All the difference between [A,B] and [A-B] comes when the datum features are mated with their simulators... For the [A,B] case the simulator for A first grows material until it constrains datum feature A as fully as a perfect cylinder can, then the simulator for B grows material (using Regardless of Material Boundary, as with A) to constrain rotation about datum A. For [A-B] the two simulators grow material simultaneously and each will continue to shrink in size until they constrain the datum features as much as they "do"... I say "do" because there is currently a discussion within and between the Y14.5 and Y14.5.1 committees to resolve whether the second simulator will continue to shrink around its datum feature after the other has engaged the datum feature to the point that it cannot shrink any more. With any "A-B" type of case with features of size this is a point that needs clarification in the standard.

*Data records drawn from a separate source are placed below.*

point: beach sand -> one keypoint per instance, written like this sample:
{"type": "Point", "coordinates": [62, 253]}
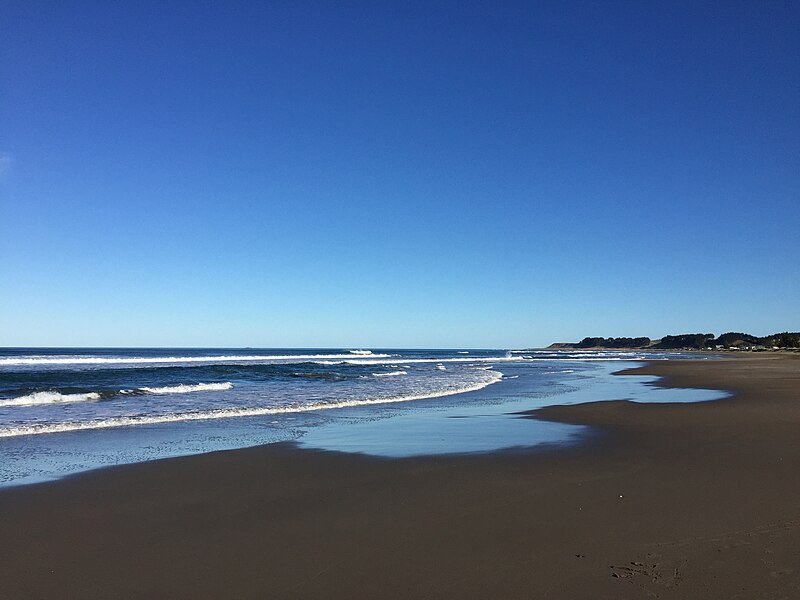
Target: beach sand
{"type": "Point", "coordinates": [667, 501]}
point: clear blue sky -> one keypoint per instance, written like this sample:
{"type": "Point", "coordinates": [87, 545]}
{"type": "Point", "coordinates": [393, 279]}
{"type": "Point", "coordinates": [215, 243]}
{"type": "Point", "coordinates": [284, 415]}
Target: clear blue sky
{"type": "Point", "coordinates": [409, 174]}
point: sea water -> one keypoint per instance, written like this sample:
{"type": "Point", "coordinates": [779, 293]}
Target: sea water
{"type": "Point", "coordinates": [67, 410]}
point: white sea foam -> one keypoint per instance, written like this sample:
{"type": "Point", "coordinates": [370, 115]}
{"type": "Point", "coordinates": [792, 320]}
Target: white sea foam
{"type": "Point", "coordinates": [50, 398]}
{"type": "Point", "coordinates": [38, 429]}
{"type": "Point", "coordinates": [408, 361]}
{"type": "Point", "coordinates": [99, 360]}
{"type": "Point", "coordinates": [390, 374]}
{"type": "Point", "coordinates": [185, 389]}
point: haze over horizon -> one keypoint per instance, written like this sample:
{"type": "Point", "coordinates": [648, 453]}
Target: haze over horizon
{"type": "Point", "coordinates": [299, 174]}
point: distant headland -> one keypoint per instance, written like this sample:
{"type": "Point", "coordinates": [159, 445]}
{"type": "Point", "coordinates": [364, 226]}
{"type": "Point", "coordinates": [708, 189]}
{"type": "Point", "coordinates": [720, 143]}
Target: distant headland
{"type": "Point", "coordinates": [691, 341]}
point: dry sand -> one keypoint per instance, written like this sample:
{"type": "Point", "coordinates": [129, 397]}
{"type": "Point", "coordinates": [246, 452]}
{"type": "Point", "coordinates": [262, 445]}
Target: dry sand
{"type": "Point", "coordinates": [669, 501]}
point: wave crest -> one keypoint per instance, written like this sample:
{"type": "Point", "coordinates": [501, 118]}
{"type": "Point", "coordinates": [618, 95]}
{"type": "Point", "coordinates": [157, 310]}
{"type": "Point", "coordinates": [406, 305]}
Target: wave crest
{"type": "Point", "coordinates": [185, 389]}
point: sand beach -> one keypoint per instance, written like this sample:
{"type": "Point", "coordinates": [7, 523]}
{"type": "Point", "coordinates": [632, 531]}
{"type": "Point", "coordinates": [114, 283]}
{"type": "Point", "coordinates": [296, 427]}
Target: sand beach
{"type": "Point", "coordinates": [667, 501]}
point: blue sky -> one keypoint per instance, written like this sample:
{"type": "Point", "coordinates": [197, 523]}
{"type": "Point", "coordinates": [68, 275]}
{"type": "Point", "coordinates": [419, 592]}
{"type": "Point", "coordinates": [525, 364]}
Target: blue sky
{"type": "Point", "coordinates": [410, 174]}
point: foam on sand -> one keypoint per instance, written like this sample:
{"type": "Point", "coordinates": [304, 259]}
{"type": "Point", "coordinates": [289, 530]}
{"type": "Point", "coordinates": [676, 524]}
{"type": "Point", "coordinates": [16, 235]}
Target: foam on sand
{"type": "Point", "coordinates": [38, 429]}
{"type": "Point", "coordinates": [39, 398]}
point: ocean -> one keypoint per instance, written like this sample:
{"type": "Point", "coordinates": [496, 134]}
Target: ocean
{"type": "Point", "coordinates": [66, 410]}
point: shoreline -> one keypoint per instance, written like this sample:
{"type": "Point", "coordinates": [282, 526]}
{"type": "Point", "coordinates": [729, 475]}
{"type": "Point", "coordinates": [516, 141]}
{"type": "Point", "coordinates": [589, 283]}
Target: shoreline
{"type": "Point", "coordinates": [680, 500]}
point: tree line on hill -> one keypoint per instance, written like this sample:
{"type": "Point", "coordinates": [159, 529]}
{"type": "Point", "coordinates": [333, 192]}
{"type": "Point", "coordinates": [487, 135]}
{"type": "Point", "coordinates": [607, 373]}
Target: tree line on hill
{"type": "Point", "coordinates": [696, 341]}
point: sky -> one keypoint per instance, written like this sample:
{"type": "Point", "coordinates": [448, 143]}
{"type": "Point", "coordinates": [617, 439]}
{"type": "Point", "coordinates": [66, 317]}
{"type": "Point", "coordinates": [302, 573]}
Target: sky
{"type": "Point", "coordinates": [404, 174]}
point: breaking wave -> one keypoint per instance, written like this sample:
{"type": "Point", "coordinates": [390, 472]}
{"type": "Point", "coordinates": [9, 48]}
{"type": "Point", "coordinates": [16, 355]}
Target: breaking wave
{"type": "Point", "coordinates": [185, 389]}
{"type": "Point", "coordinates": [121, 360]}
{"type": "Point", "coordinates": [390, 374]}
{"type": "Point", "coordinates": [38, 429]}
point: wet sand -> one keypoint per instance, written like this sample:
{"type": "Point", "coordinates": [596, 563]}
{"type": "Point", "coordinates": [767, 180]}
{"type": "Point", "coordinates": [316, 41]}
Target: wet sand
{"type": "Point", "coordinates": [667, 501]}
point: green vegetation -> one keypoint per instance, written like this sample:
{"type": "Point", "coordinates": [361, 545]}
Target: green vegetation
{"type": "Point", "coordinates": [696, 341]}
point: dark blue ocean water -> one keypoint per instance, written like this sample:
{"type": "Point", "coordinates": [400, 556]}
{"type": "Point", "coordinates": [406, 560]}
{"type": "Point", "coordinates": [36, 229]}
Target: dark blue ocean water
{"type": "Point", "coordinates": [66, 410]}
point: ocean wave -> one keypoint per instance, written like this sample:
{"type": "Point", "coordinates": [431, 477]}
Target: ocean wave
{"type": "Point", "coordinates": [375, 361]}
{"type": "Point", "coordinates": [38, 398]}
{"type": "Point", "coordinates": [185, 389]}
{"type": "Point", "coordinates": [99, 360]}
{"type": "Point", "coordinates": [39, 429]}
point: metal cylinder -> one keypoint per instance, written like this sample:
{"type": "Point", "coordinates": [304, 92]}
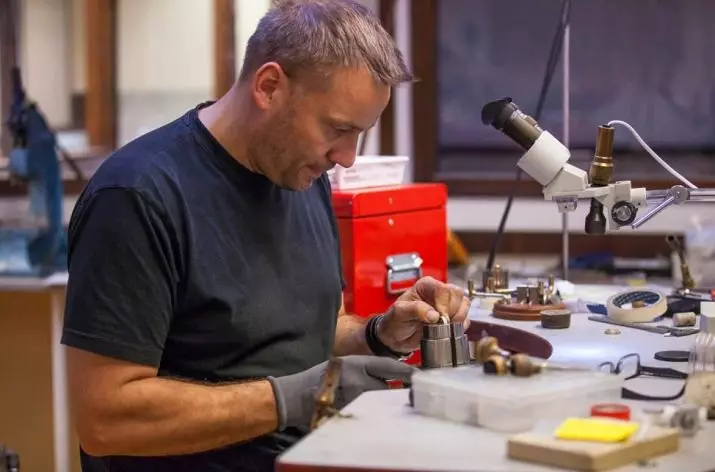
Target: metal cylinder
{"type": "Point", "coordinates": [461, 345]}
{"type": "Point", "coordinates": [444, 345]}
{"type": "Point", "coordinates": [436, 346]}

With A-B the slot has an equal influence to that of the cylindrical feature for constraining one of the rotational degrees of freedom that the cylinder as a primary would have first influence over... This makes A-B pretty difficult to handle correctly for most inspection methods that I am aware of.

I wouldn't recommend A-B for this type of part. For this discussion and to better model the most common functional cases for this type of part, I think A as primary and B as secondary is better.

Dean
 
Dean,
OK, [A] simulator is a chuck or collet.
How you visualize simulator and its relation to A?